Alchemy of Souls was my guilty pleasure this past months. The South Korean TV series is set in a fictional country where the fates of two people become intertwined due to the forbidden ‘alchemy of souls’, which allows souls to switch bodies, while also introducing various political conflicts alongside. As a data scientist, I have a habit of seeing everything as a potential dataset that can be expressed in numbers and strings.

In this post, we will explore how fictional stories can help conceptualize the world, and I will share how I build a data-based application by each step: creating the data, applying NLP techniques to find the valuable lines, and finally building the application with my dataset. You can find the live website here.

How fictional stories can help conceptualize the world

We all enjoy a good story. Throughout history, telling stories has been one of our most fundamental communication methods. Interestingly, even in the realm of Data Science, we recognize and appreciate the influence of data storytelling. Stories go beyond mere entertainment; they possess a remarkable ability to teach us important life lessons, help us make sense of the world around us, and inspire us to think and act in new ways. Undoubtedly, they are a timeless and universal tool, capable of engaging, entertaining, and inspiring us all.

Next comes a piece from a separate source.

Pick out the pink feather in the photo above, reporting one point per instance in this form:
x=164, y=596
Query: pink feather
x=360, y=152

Korean series are well known for their phenomenal storytelling. They often have complex and well-developed plots with compelling characters, were various themes and issues are explored. Whether it’s the charming and charismatic leading man or the strong and independent leading woman, they have an interesting way of incorporating what a character is thinking into the plot. These characters are often written in a way that makes them feel like real people with flaws, hopes, and dreams. I have personally watched many K-dramas with relatable themes, that tackle pretty important issues. By depicting these themes in a way that is both honest and emotional, Korean dramas are able to connect with viewers on a deep level. Also worth mentioning are the visual elements, their high production values are no joke. It’s hard to look away from their high-quality cinematography, beautiful locations, and well-choreographed scenes.

Creating the data

To create the data, I turned to the English subtitles per episode, which where available in srt format. Using Python, I wrote a script to extract the dialogue from the subtitle files per episode and convert them into a csv file. This process involved identifying and selecting the relevant data, with the result of these output csv files containing all the spoken lines by the characters throughout the episode, along with timestamps, the season and episode number in which they were spoken. With this collection of prepped datasets in hand, I was ready to analyze the dialogue and find the meaningful, iconic lines that contain valuable messages using Natural Language Processing (NLP) techniques in Python.

Applying NLP techniques to find the valuable lines

Using a topic modeling technique like Latent Dirichlet Allocation (LDA) to extract themes and messages from the preprocessed text data:

from gensim import corpora
from gensim.models import LdaModel

# create a dictionary
dictionary = corpora.Dictionary(df_ep19['clean_text'].apply(lambda x: x.split()))

# create a corpus
corpus = [dictionary.doc2bow(text.split()) for text in df_ep19['clean_text']]

# train the LDA model
lda_model = LdaModel(corpus=corpus, id2word=dictionary, num_topics=5, random_state=42)

Viewing the top 5 topics and the top words in each topic:

# print the topics and the top words in each topic
for idx, topic in lda_model.print_topics(-1):
    print(f"Topic: {idx} \nWords: {topic}\n")

Building a application with my dataset

If you’re curious to see the application, you can find it here. I hope you enjoy it as much as I enjoyed creating it, and that it inspires you to explore the meaningful messages that can be found in your favorite stories.